Образцом слияния облика полководца и политика, оратора и публициста был Наполеон, и Орлов
хорошо усвоил этот опыт. Однако, подобно своему образцу, Наполеону, Орлов был лишен чувства
юмора и в этом смысле действительно не походил на арзамасцев.
Отменяя господствующее в дворянском обществе деление бытовой жизни на области службы
и отдыха, «либералисты» хотели бы превратить всю жизнь в праздник, заговорщики – в «служение».
Все виды светских развлечений: танцы, карты, волокитство – встречают со стороны декабристов
суровое осуждение как знаки душевной пустоты. Декабрист Муравьев-Апостол в письме Якушкину
называл игру в карты «презренным занятием». Как «пошлое» занятие карты приравниваются танцам.
С вечеров, на которых собирается «сок умной молодежи», изгоняется и то и другое. Н.Тургенев в
письме брату Сергею удивляется тому, что во Франции, живущей напряженной политической
жизнью, можно тратить время на танцы. Крайне интересное свидетельство отрицательного
отношения к танцам, как занятию, несовместимому с «римскими добродетелями», с одной стороны, и
одновременно веры в то, что бытовое поведение должно строиться на основании текстов,
описывающих «героическое» поведение, - с другой, дают воспоминания Олениной, рисующей эпизод
из текста Никиты Муравьева. Никите Муравьеву в шесть лет на одном из детских балов необходимо
было танцевать, он же отказывался от этого занятия. Детские балы славились веселостью, здесь
непринужденная обстановка детской игры могла незаметно перейти в увлекательное кокетство.

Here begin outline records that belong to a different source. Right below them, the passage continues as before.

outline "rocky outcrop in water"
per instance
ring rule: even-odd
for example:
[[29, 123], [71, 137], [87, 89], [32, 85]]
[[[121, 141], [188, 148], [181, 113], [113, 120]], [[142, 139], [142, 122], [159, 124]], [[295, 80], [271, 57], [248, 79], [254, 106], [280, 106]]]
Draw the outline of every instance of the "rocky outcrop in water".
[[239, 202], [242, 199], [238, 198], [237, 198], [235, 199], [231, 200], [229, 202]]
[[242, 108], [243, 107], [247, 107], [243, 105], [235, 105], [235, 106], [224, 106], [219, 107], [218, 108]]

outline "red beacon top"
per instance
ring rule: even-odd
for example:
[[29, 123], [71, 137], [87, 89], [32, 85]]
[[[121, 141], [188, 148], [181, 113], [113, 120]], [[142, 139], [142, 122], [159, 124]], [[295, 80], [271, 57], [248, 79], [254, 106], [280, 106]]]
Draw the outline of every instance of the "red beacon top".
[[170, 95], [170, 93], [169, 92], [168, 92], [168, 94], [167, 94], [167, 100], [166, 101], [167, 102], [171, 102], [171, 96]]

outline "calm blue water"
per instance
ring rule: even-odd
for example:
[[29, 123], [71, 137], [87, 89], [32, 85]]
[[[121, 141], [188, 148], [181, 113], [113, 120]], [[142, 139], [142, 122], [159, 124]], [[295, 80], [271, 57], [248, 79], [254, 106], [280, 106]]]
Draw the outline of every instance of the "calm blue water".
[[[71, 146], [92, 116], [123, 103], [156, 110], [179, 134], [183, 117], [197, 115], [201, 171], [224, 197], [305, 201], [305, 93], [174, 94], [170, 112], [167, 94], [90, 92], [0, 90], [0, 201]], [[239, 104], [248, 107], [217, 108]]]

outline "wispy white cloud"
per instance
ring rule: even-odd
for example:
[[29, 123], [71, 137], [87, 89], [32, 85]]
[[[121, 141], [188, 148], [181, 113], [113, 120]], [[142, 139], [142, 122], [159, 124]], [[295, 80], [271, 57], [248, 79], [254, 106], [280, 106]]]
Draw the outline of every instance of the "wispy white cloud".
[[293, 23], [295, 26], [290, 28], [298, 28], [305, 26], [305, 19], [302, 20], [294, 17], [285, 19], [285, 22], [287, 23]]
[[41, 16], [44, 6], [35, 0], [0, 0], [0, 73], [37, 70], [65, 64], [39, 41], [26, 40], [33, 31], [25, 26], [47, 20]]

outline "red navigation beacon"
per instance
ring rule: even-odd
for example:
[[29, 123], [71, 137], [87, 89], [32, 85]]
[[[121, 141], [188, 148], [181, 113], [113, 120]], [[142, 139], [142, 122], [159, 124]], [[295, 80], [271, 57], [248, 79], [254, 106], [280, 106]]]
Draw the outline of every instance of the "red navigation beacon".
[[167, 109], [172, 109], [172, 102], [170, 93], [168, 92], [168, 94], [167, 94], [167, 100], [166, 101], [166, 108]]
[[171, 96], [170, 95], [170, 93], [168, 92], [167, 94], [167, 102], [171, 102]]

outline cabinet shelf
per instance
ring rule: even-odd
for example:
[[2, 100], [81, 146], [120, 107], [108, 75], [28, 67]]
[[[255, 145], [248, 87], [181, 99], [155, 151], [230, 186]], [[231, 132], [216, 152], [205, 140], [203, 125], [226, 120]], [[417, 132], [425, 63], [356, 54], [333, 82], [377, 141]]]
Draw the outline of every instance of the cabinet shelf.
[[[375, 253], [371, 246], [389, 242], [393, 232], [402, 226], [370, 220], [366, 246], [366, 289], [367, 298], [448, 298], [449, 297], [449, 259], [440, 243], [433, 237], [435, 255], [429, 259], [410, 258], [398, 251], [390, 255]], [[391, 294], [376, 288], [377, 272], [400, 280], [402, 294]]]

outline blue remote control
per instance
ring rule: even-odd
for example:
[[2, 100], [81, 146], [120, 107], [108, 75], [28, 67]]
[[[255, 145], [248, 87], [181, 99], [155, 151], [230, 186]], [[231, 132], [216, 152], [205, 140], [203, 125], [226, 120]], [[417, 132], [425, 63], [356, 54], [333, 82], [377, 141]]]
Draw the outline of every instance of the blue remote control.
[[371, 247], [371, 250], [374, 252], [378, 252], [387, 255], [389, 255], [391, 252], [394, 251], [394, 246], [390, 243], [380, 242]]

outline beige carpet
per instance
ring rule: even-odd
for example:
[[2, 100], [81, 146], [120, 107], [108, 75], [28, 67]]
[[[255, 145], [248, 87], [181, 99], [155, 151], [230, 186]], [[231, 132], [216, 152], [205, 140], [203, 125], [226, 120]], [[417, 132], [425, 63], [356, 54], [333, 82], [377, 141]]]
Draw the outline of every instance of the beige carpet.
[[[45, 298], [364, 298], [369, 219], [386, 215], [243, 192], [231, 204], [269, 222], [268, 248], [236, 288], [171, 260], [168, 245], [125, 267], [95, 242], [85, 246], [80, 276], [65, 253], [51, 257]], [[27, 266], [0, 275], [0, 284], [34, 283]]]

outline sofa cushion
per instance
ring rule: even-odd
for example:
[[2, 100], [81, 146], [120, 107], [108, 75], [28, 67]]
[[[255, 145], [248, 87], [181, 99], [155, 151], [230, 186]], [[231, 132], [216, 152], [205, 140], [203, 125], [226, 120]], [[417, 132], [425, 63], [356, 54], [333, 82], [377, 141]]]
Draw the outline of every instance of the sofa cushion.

Маленький Никитушка, будущий декабрист, стоит на детском балу и не танцует, мать спрашивает у
него о причине. Никита отвечает следующее, осведомляясь: «Матушка, разве Аристид и Катон
танцевали?» Он еще не научился многому, но он знает, что будет героем, как древний римлянин. У
Никиты Муравьева и его сверстников было особое детство – детство, которое создает людей, уже
заранее подготовленных не для карьеры, не для службы, а для подвигов. Людей, которые знают, что
самое худшее в жизни – это потерять честь. Совершить недостойный поступок – хуже смерти. В 1812
году шестнадцатилетний Никита Муравьев решает убежать из дому в действующую армию, чтобы
совершить героический поступок: «Пылая желанием защитить свое Отечество принятием личного
участия в войне, он решился явиться к главнокомандующему Кутузову и просить у него службы».

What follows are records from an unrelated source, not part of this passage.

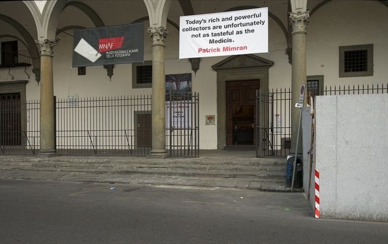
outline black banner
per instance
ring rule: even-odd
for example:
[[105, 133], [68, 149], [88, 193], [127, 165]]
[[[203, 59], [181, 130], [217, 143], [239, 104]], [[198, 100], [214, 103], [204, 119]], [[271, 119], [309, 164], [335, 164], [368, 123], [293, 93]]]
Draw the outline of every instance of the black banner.
[[73, 67], [144, 60], [144, 24], [76, 30]]

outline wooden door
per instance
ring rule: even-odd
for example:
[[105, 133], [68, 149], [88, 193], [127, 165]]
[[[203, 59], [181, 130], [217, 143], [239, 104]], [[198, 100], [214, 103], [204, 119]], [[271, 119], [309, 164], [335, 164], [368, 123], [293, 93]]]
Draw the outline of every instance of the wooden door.
[[226, 145], [256, 144], [256, 90], [260, 80], [226, 82]]
[[20, 93], [0, 94], [0, 144], [21, 145]]
[[136, 116], [138, 147], [151, 147], [152, 142], [152, 125], [151, 113], [138, 113]]

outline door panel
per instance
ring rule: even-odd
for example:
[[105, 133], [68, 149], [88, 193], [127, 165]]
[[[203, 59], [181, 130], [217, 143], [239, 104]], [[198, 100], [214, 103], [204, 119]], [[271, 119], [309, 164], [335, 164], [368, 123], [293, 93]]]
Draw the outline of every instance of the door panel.
[[138, 113], [137, 115], [137, 146], [151, 147], [152, 144], [152, 125], [151, 113]]
[[256, 144], [256, 94], [260, 80], [226, 82], [226, 145]]

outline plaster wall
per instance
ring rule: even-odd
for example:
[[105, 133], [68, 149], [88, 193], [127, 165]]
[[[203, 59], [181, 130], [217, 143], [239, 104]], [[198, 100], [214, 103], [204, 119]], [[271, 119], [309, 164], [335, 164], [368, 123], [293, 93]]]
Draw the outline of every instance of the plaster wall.
[[[89, 6], [107, 26], [129, 24], [140, 18], [148, 16], [142, 1], [82, 1]], [[312, 3], [314, 1], [312, 1]], [[316, 2], [316, 1], [315, 1]], [[314, 2], [314, 3], [315, 3]], [[287, 26], [286, 1], [271, 1], [269, 11], [277, 16], [283, 25]], [[315, 12], [310, 19], [307, 29], [307, 75], [322, 75], [324, 76], [325, 85], [374, 83], [385, 81], [388, 75], [385, 67], [385, 57], [388, 55], [385, 43], [388, 42], [386, 28], [386, 13], [388, 8], [377, 1], [331, 1]], [[2, 14], [11, 12], [12, 3], [7, 3], [7, 8], [0, 10]], [[313, 4], [316, 3], [313, 3]], [[192, 2], [196, 14], [219, 12], [231, 8], [239, 6], [257, 6], [257, 1], [209, 1]], [[346, 11], [344, 11], [346, 9]], [[25, 10], [23, 9], [23, 11]], [[24, 12], [23, 12], [24, 13]], [[113, 13], [114, 14], [113, 14]], [[169, 19], [179, 24], [179, 17], [183, 13], [178, 1], [173, 1], [169, 12]], [[16, 18], [16, 17], [15, 17]], [[28, 22], [32, 17], [19, 15], [21, 23]], [[269, 51], [256, 55], [274, 63], [269, 70], [269, 87], [288, 88], [290, 86], [291, 65], [288, 63], [286, 53], [287, 40], [282, 29], [273, 19], [269, 18]], [[24, 24], [29, 30], [33, 29], [33, 21]], [[144, 60], [152, 59], [151, 40], [147, 31], [148, 21], [144, 22]], [[69, 7], [61, 14], [58, 28], [70, 25], [93, 27], [91, 20], [76, 8]], [[373, 28], [371, 28], [371, 27]], [[34, 27], [34, 28], [33, 28]], [[32, 28], [32, 29], [31, 29]], [[217, 148], [218, 124], [217, 111], [217, 73], [211, 66], [227, 56], [201, 58], [200, 68], [196, 74], [191, 70], [187, 59], [179, 59], [179, 31], [170, 24], [167, 24], [169, 34], [166, 39], [165, 73], [166, 74], [191, 73], [192, 91], [200, 93], [200, 122], [201, 127], [200, 145], [201, 149]], [[0, 26], [0, 32], [12, 32], [18, 35], [7, 24]], [[34, 32], [35, 31], [35, 32]], [[36, 31], [30, 31], [33, 36]], [[72, 31], [67, 32], [71, 34]], [[16, 33], [16, 34], [15, 34]], [[12, 33], [11, 33], [12, 34]], [[59, 34], [61, 40], [54, 47], [53, 59], [54, 69], [54, 94], [59, 98], [68, 96], [78, 95], [80, 97], [99, 96], [117, 96], [136, 94], [150, 94], [151, 88], [132, 88], [132, 66], [131, 64], [115, 66], [114, 75], [110, 81], [107, 71], [102, 66], [88, 67], [86, 76], [78, 76], [77, 69], [71, 68], [72, 37], [64, 33]], [[3, 39], [1, 40], [3, 41]], [[373, 77], [338, 78], [338, 47], [359, 44], [373, 43], [374, 73]], [[321, 67], [321, 65], [323, 66]], [[26, 85], [27, 99], [39, 99], [39, 85], [34, 81], [34, 76], [27, 69], [30, 79]], [[13, 68], [17, 71], [15, 79], [25, 80], [24, 68]], [[15, 74], [16, 73], [15, 73]], [[0, 81], [9, 80], [8, 70], [0, 70]], [[216, 126], [205, 126], [205, 116], [216, 115]], [[288, 119], [286, 120], [286, 121]], [[286, 125], [286, 126], [287, 125]]]
[[[388, 8], [378, 1], [330, 1], [307, 25], [307, 75], [323, 75], [324, 86], [386, 84]], [[373, 44], [373, 76], [339, 78], [338, 47]]]
[[318, 96], [322, 217], [388, 221], [388, 94]]

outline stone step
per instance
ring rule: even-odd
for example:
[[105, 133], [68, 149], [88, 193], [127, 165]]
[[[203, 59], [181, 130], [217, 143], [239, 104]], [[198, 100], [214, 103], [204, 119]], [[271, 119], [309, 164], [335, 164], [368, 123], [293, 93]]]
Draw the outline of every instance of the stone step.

Смерть не страшит подростков и юношей этого поколения: все великие римляне погибали
героически, и такая смерть завидна. Люди живут для того, чтобы их имена записала в историю.
Пушкин принадлежит поколению, которое жаждет подвигов и боится не смерти, а безвестности.
Жажда славы – общераспространенное чувство, но у людей декабристской эпохи оно превращается в
жажду свободы.
О том, что речь идет не о простом отсутствии интереса к танцам, а о выборе типа поведения,
для которой отказ от танцев – лишь знак, свидетельствует то, что «серьезные» молодые люди 1818-
1819 годов (а под влиянием декабристов «серьезность» входила в моду ездят на балы, чтобы там не
танцевать. Офицеры являлись на балы, не снимая шпаг (пушкинский «Роман в письмах»), было
неприлично танцевать и заниматься дамами.
Идеалу «пиров» демонстративно были противопоставлены спартанские по духу и
подчеркнуто русские по составу блюд «русские завтраки» у Рылеева, которые, как вспоминает
Бестужев, «были постоянно около второго или третьего часа пополудни и на которые обыкновенно
собирались многие литераторы и члены нашего Общества. Завтрак неизменно состоял: из графина
очищенного русского вина, нескольких кочней кислой капусты и ржаного хлеба». Эта спартанская
обстановка завтрака гармонировала «со всегдашнею наклонностию Рылеева – налагать печать
руссицизма на свою жизнь». Особенность эта получала довольно неожиданные проявления. Так,
Рылеев занимал квартиру в доме Русско-Американской компании на Мойке, в самом
аристократическом районе Петербурга, содержал, по воспоминаниям его слуги во дворе дома корову
как идеологический факт бытового опрощения. Бестужев далек от иронии, описывая литераторов,
которые, «ходя взад и вперед с сигарами, закусывая капустой», критикуют туманный романтизм
Жуковского.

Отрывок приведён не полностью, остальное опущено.